“Met die zoete drankjes heb ik het helemaal gehad, inmiddels. Met frisdranken en ook de gezondere alternatieven, zoals biologisch appel-perensap. Zo’n sapje smaakt wel lekker, maar het lijkt allemaal zo op elkaar. Misschien dat iemand die dat vaker drinkt daar heel anders over denkt, hoor. Maar zo onderscheidend als wijnen van elkaar kunnen zijn, dat mis ik nu wel. Gisteravond voor de tv heb ik maar thee genomen, dat drink ik anders alleen overdag.

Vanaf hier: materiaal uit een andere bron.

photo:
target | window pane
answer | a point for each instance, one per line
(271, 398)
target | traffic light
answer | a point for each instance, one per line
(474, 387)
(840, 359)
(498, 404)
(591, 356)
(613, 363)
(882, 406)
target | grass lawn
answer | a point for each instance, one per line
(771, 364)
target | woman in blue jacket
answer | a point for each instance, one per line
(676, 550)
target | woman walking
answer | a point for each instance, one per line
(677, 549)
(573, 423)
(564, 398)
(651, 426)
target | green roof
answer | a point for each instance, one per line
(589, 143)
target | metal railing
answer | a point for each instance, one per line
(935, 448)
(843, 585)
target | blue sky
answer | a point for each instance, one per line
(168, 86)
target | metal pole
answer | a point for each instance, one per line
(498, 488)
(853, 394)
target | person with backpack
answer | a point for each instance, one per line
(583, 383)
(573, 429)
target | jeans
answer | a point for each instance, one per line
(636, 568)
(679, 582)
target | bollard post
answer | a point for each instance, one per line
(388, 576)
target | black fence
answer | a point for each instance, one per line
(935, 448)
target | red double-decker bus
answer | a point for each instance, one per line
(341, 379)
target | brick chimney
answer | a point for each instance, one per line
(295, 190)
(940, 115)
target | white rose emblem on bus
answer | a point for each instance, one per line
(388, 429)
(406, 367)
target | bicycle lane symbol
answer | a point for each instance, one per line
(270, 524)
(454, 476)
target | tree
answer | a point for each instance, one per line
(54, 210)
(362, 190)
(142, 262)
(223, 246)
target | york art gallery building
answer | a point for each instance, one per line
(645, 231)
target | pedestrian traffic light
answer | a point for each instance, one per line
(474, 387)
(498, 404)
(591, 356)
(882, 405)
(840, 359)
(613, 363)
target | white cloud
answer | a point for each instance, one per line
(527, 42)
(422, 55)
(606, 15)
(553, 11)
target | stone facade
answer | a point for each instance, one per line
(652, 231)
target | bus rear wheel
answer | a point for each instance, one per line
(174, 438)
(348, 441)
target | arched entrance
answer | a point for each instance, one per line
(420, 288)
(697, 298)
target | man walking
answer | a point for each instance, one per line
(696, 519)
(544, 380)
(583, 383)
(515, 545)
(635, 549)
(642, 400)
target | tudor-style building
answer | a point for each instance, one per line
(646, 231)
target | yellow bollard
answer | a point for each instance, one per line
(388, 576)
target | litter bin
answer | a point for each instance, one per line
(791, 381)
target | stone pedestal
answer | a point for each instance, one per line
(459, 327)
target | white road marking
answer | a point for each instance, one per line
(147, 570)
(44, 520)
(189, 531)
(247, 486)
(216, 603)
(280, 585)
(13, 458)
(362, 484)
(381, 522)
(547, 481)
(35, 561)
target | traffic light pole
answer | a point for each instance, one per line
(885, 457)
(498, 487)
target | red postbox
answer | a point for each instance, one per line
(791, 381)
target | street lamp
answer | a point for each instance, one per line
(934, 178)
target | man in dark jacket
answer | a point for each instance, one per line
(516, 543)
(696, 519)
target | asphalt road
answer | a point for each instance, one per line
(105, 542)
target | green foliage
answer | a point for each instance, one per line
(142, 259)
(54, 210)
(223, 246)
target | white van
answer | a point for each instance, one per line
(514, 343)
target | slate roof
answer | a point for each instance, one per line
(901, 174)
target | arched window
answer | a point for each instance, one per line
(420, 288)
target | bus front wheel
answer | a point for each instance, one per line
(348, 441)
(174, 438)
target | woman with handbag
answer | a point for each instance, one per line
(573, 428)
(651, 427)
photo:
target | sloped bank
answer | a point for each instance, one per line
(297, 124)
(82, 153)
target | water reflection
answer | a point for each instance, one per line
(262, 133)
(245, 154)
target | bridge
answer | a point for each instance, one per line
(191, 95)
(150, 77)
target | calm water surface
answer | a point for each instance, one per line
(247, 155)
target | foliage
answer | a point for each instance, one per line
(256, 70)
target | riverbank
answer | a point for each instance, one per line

Mijn vrouw is een week weg, dus dat vergemakkelijkt de uitdaging aanzienlijk. Alcohol drink je toch vooral samen. Afgelopen week was het niet altijd eenvoudig om niet te drinken, gewoonweg doordat er zoveel momenten in gezelschap zijn. Maar er staan voor komende week weinig gelegenheden in mijn agenda. Al kan daar op elk moment verandering in komen, want er kan zo weer iemand bellen: ‘We komen even langs.’ Dan wordt er vrijwel altijd wat gedronken.
Ik merk dat ik wel klaar ben met steeds het gesprekje voeren over waarom ik een drankje afsla. Die uitleg sla ik inmiddels maar over. Wat ik daarentegen nog steeds heel leuk vind, zijn de gesprekjes erover met mijn patiënten. Eén, twee minuten, meer is het niet, maar daarin krijg je toch leuke discussies. En mensen vinden het absoluut positief dat ze weten: mijn dokter doet ook mee. Dat zit hem in het feit dat ik er niet meer boven sta. Alcoholgebruik is menselijk, het is ook niet fout. We staan er samen bij stil waarom mensen drinken en wanneer dan. Dat zet patiënten aan het denken. ‘Knap van je,’ zeggen sommigen tegen me. ‘Doe je de volgende keer mee?’ vraag ik dan.”